Growth and optical properties of silicon nanowires grown by vapor phase epitaxy

We report on the growth and properties of silicon nanowires. The nanowhiskers were grown by vapor phase epitaxy (VPE) on Si (111) and (100) surfaces using gold as a catalyst, relying upon a vapor-liquid- solid mechanism. Most of the results we present here are for atmospheric pressure growth using either silicon tetrachloride or dilute silane in hydrogen, varying the temperature, concentration, and flow rate. The Au catalysts were created either by depositing thin Au layers of on Si, which break up into nano-scale droplets upon heating, or by electron beam lithography.
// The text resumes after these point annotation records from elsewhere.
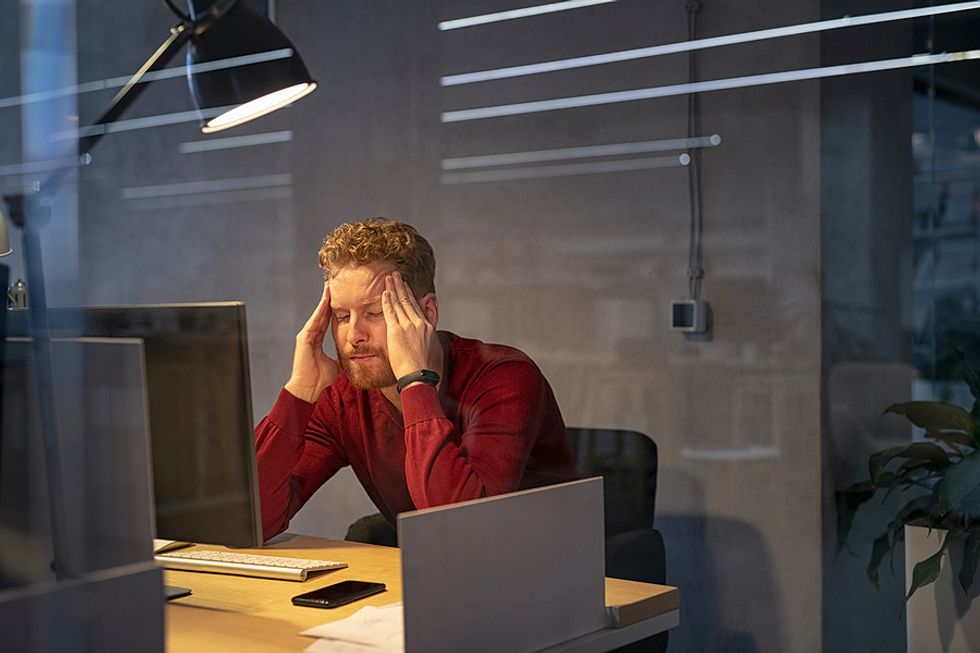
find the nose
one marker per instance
(357, 333)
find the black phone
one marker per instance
(338, 594)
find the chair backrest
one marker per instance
(627, 461)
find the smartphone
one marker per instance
(338, 594)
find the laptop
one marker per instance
(514, 572)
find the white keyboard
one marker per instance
(245, 564)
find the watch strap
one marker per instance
(425, 376)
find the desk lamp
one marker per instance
(239, 66)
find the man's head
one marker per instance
(377, 239)
(356, 258)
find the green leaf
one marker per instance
(970, 375)
(881, 547)
(934, 415)
(968, 569)
(917, 450)
(960, 481)
(953, 438)
(927, 571)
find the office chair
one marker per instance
(627, 462)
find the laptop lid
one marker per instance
(514, 572)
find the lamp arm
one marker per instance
(179, 34)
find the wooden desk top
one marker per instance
(242, 614)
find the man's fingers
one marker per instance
(406, 297)
(393, 310)
(319, 320)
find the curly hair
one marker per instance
(380, 239)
The size and shape of these droplets play a large role in determining the resulting nanowire morphology. The silicon nanowires, observed by transmission electron microscopy and scanning electron microscopy, exhibit growth defects that include bending and kinking. The wire sizes ranged from 20 to 300 nm, with lengths from 100 nm to 20 $\mu$m, depending on catalyst size and growth conditions. TEM lattice images show the wire growth direction depends on wire size, with smaller wires growing in the [110] direction. Increasing the temperature leads to a broader distribution of wire widths and a faster growth rate. Optical properties include photoluminescence spectra, which show a strong peak near and below the silicon band edge, which may be explained by the axial strain.